In a straightforward, linear chronology, De Hart lays down the tracks of Ginsburg’s life. Ginsburg was born in Brooklyn in 1933 to middle-class parents. They admired and doted on their brilliant daughter and helped instill in her the concept of repairing the world. Her mother, Celia Amster Bader, was the chief nurturer; mother and daughter were extraordinarily close. It was a devastating blow to Ginsburg when she lost her mother to cancer just two days before her high school graduation.
At Cornell, she excelled academically and met the love of her life, Martin Ginsburg. It was a love match for the ages; Marty, who would become a successful tax lawyer, supported his wife at every turn; cooked gourmet dinners for family, friends and colleagues; and mounted a personal Washington campaign to advance his wife’s nomination to the US Supreme Court. His family’s relative wealth ensured that the busy couple had the resources they needed to excel.
Younger readers may be taken aback at the discrimination Ginsburg confronted as a young woman aiming for a career in the law. To gain admission to law school, she had to surmount restrictive quotas for women
(10 percent of the slots in many schools); although she had a brilliant record and a prodigious appetite for hard work, she could not find a job, hobbled in part by her ‘small size, soft voice, youthful image and feminine appearance.’ Only the intervention of a Columbia University law school mentor set her on her path with a key clerkship to a federal appeals court judge.
De Hart’s narrative is most revealing when she analyses Ginsburg’s work as a brilliant legal strategist whose advocacy career began in earnest in 1972 when she helped found the Women’s Rights Project at the ACLU. From that point on, Ginsburg’s mission was to bend the law toward equal rights, first as a litigator, then as a federal appeals court judge, and finally as a US Supreme Court judge. De Hart displays an impressive grasp of each area of Ginsburg’s legal influence, from women’s rights to voting rights to gay rights to immigrant rights, with a particular focus on striking down laws that discriminated on the basis of gender. Her eye was on equality, even as the court swung further to the right with each passing decade.

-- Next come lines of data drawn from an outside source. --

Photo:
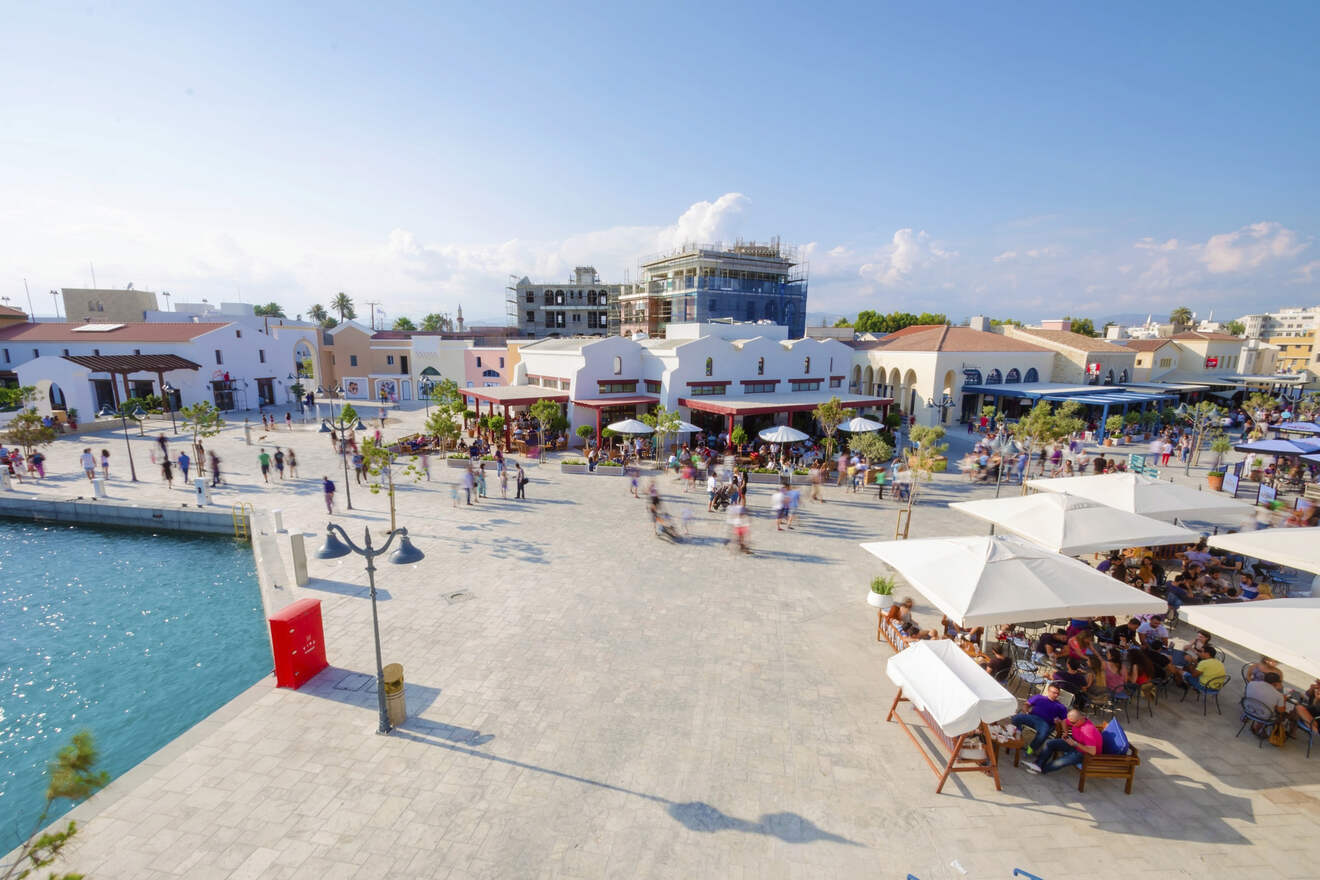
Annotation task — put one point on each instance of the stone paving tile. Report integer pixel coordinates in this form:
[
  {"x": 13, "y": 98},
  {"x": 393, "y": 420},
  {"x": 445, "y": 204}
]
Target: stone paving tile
[{"x": 611, "y": 705}]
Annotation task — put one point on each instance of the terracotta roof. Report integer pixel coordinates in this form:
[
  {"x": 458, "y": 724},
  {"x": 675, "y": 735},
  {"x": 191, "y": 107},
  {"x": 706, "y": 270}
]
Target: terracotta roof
[
  {"x": 140, "y": 331},
  {"x": 945, "y": 338},
  {"x": 132, "y": 363},
  {"x": 1212, "y": 337},
  {"x": 1072, "y": 339},
  {"x": 1146, "y": 345}
]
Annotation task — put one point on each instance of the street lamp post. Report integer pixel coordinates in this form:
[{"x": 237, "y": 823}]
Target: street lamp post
[
  {"x": 106, "y": 412},
  {"x": 405, "y": 554},
  {"x": 169, "y": 404},
  {"x": 339, "y": 428}
]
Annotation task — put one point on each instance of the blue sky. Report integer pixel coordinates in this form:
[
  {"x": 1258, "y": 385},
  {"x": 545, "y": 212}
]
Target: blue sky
[{"x": 1026, "y": 160}]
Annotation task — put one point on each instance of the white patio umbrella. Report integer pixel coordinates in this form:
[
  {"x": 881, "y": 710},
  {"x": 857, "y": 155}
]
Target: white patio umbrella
[
  {"x": 859, "y": 425},
  {"x": 631, "y": 426},
  {"x": 782, "y": 434},
  {"x": 1073, "y": 525},
  {"x": 1291, "y": 548},
  {"x": 997, "y": 579},
  {"x": 1145, "y": 495},
  {"x": 1281, "y": 628}
]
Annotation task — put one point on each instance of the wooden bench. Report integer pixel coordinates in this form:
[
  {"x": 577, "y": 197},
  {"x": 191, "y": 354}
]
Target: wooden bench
[
  {"x": 1109, "y": 767},
  {"x": 962, "y": 756}
]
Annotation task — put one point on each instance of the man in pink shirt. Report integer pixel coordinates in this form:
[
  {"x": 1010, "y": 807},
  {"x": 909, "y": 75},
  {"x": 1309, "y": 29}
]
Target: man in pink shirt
[{"x": 1080, "y": 735}]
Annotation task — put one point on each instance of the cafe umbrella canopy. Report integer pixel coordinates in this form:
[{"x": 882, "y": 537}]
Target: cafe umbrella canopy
[
  {"x": 997, "y": 579},
  {"x": 1073, "y": 525}
]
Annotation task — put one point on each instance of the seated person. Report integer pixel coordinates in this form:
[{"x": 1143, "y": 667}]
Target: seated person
[
  {"x": 1153, "y": 628},
  {"x": 1080, "y": 736},
  {"x": 1267, "y": 691},
  {"x": 1209, "y": 672},
  {"x": 1043, "y": 714}
]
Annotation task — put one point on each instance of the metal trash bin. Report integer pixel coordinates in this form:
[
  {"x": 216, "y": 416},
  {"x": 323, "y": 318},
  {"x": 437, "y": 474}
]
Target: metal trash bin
[{"x": 396, "y": 710}]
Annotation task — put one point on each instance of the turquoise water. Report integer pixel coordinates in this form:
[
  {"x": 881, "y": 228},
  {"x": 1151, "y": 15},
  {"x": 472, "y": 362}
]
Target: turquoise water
[{"x": 131, "y": 635}]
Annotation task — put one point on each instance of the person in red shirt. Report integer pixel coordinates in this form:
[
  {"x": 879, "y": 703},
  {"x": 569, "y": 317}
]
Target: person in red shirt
[{"x": 1080, "y": 736}]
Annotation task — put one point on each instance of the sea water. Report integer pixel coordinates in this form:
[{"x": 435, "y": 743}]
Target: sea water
[{"x": 133, "y": 636}]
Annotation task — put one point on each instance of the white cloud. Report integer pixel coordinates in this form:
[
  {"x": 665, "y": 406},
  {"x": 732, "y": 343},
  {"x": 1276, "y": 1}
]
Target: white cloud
[{"x": 1250, "y": 247}]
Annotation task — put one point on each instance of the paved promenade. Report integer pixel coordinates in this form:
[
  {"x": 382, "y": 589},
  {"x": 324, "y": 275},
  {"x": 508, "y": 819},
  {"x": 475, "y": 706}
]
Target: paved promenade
[{"x": 597, "y": 702}]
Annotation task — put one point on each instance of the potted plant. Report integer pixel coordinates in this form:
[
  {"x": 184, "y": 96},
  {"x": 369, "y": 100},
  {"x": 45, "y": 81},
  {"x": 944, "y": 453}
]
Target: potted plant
[
  {"x": 882, "y": 593},
  {"x": 1113, "y": 430}
]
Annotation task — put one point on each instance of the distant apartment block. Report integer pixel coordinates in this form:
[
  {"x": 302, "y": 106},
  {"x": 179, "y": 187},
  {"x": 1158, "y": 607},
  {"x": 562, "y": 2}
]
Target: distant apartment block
[
  {"x": 578, "y": 308},
  {"x": 698, "y": 282}
]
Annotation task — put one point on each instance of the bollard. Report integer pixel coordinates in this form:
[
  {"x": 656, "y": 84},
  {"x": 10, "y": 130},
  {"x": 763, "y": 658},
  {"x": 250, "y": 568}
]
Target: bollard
[{"x": 298, "y": 552}]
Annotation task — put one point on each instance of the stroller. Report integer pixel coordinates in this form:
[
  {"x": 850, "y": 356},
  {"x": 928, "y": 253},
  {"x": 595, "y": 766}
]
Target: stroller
[{"x": 724, "y": 495}]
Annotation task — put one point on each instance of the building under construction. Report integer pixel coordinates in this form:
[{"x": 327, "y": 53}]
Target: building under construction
[{"x": 743, "y": 281}]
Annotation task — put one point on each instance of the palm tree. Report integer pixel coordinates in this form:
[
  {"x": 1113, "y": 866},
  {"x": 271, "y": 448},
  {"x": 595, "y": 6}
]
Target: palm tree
[{"x": 342, "y": 302}]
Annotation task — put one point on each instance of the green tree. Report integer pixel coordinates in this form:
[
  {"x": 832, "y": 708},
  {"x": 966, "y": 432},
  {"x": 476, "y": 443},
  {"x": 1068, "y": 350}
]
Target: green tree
[
  {"x": 437, "y": 321},
  {"x": 73, "y": 776},
  {"x": 1084, "y": 326},
  {"x": 342, "y": 302},
  {"x": 829, "y": 416},
  {"x": 922, "y": 463},
  {"x": 27, "y": 430},
  {"x": 665, "y": 422}
]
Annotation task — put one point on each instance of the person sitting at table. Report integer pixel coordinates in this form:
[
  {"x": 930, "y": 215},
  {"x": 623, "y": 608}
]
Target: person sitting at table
[
  {"x": 1207, "y": 672},
  {"x": 1261, "y": 668},
  {"x": 1080, "y": 736},
  {"x": 1043, "y": 713},
  {"x": 1080, "y": 645},
  {"x": 1153, "y": 628}
]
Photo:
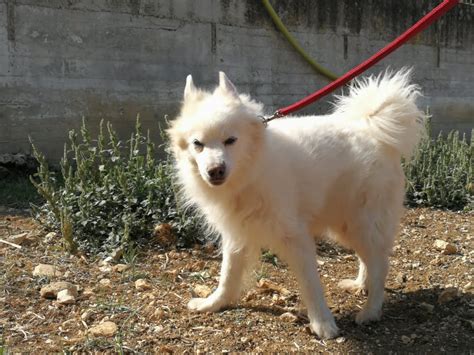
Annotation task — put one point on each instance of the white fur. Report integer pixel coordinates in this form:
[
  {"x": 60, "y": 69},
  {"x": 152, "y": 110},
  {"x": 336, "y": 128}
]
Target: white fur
[{"x": 299, "y": 178}]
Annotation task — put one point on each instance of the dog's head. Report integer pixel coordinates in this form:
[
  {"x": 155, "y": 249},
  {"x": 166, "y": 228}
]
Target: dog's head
[{"x": 217, "y": 134}]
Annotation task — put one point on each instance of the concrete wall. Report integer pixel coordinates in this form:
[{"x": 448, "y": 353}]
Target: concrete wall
[{"x": 64, "y": 59}]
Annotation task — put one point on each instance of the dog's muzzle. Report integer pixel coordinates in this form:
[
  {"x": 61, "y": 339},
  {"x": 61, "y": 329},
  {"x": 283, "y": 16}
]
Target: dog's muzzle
[{"x": 216, "y": 174}]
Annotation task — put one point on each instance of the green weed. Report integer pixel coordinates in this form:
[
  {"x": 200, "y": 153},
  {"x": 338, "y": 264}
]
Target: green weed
[
  {"x": 441, "y": 173},
  {"x": 109, "y": 194}
]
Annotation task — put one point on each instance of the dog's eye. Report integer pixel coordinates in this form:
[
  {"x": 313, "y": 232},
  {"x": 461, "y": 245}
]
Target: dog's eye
[
  {"x": 198, "y": 145},
  {"x": 230, "y": 141}
]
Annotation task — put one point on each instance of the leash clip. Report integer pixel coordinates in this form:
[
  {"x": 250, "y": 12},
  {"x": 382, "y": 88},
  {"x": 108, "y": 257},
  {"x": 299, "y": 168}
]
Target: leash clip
[{"x": 266, "y": 119}]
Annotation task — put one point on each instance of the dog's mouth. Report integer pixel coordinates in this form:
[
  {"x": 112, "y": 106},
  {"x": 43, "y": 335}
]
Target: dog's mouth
[{"x": 216, "y": 182}]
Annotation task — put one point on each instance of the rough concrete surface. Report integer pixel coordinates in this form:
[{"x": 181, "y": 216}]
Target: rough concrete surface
[{"x": 61, "y": 60}]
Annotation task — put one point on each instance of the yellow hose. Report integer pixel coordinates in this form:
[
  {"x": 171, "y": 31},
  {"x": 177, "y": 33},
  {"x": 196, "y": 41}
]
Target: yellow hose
[{"x": 281, "y": 27}]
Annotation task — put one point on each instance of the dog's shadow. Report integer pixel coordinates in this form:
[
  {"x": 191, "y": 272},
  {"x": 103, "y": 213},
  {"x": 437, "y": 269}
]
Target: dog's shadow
[{"x": 412, "y": 322}]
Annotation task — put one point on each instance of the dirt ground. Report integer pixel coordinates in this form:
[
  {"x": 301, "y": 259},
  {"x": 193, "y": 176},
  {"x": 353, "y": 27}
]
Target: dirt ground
[{"x": 429, "y": 298}]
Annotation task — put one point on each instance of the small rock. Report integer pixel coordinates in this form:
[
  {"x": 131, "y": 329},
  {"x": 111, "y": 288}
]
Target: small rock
[
  {"x": 105, "y": 282},
  {"x": 66, "y": 297},
  {"x": 88, "y": 292},
  {"x": 51, "y": 290},
  {"x": 142, "y": 285},
  {"x": 18, "y": 238},
  {"x": 202, "y": 291},
  {"x": 445, "y": 247},
  {"x": 448, "y": 295},
  {"x": 120, "y": 267},
  {"x": 46, "y": 270},
  {"x": 117, "y": 254},
  {"x": 289, "y": 317},
  {"x": 105, "y": 329},
  {"x": 401, "y": 278},
  {"x": 427, "y": 307},
  {"x": 50, "y": 237},
  {"x": 269, "y": 285},
  {"x": 159, "y": 314},
  {"x": 86, "y": 316},
  {"x": 105, "y": 269},
  {"x": 157, "y": 329},
  {"x": 163, "y": 234}
]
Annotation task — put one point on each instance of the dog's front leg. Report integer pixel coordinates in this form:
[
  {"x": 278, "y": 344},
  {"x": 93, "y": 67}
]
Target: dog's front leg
[
  {"x": 300, "y": 253},
  {"x": 234, "y": 264}
]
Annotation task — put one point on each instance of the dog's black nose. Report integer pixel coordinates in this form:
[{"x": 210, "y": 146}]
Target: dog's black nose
[{"x": 217, "y": 173}]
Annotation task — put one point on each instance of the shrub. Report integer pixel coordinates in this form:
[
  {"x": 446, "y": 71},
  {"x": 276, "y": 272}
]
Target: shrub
[
  {"x": 108, "y": 194},
  {"x": 441, "y": 172}
]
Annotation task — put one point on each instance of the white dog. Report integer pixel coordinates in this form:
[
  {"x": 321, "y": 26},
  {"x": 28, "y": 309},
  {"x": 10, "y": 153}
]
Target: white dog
[{"x": 281, "y": 185}]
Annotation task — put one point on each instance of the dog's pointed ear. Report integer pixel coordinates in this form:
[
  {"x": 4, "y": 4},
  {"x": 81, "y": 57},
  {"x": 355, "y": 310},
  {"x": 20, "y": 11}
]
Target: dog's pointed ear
[
  {"x": 226, "y": 85},
  {"x": 189, "y": 89}
]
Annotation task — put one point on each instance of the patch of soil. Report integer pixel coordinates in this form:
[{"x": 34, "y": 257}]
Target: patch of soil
[{"x": 154, "y": 317}]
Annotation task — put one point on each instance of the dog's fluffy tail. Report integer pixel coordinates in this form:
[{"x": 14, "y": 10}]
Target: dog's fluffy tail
[{"x": 386, "y": 106}]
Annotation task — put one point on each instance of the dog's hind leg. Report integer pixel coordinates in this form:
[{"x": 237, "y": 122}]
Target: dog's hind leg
[
  {"x": 300, "y": 254},
  {"x": 377, "y": 269},
  {"x": 235, "y": 263},
  {"x": 359, "y": 285}
]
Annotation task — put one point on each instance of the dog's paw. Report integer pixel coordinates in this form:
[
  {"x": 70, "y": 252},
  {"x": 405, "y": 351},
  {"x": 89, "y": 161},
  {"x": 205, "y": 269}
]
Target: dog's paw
[
  {"x": 368, "y": 315},
  {"x": 353, "y": 285},
  {"x": 326, "y": 329},
  {"x": 204, "y": 305}
]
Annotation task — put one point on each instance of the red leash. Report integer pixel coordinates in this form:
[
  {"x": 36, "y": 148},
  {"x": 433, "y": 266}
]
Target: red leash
[{"x": 427, "y": 20}]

De Hart’s fidelity to detail in these matters may frustrate those hoping for more about Ginsburg’s private life. Her long and happy marriage, her love of opera, her ability to forge friendships with ideological opponents such as conservative Supreme Court justice Antonin Scalia, her struggles with her own cancer and Marty’s, these stories are inspiring, but they offer few windows into the dark times that any human soul must endure. Ginsburg is a warrior and does not show weakness easily ‘she absolutely doesn’t forgive herself,’ observed daughter Jane. Statements from friends and colleagues are largely encomiums. However sincere, there’s a certain deadening quality to praise heaped on praise.
And what does Ginsburg think of the future of the court, and the country? The book ends short of Kavanaugh’s appointment to the court, and Ginsburg is still very much on stage, so those questions remain unanswered. A complete portrait of her inner struggles, and the outcome of her very public ones, will have to wait for a future biography.– Newsday/TNS
JURIST: Ruth Bader Ginsburg is an Associate Justice of the Supreme Court of the United States and was appointed by President Bill Clinton and took the oath of office on August 10, 1993.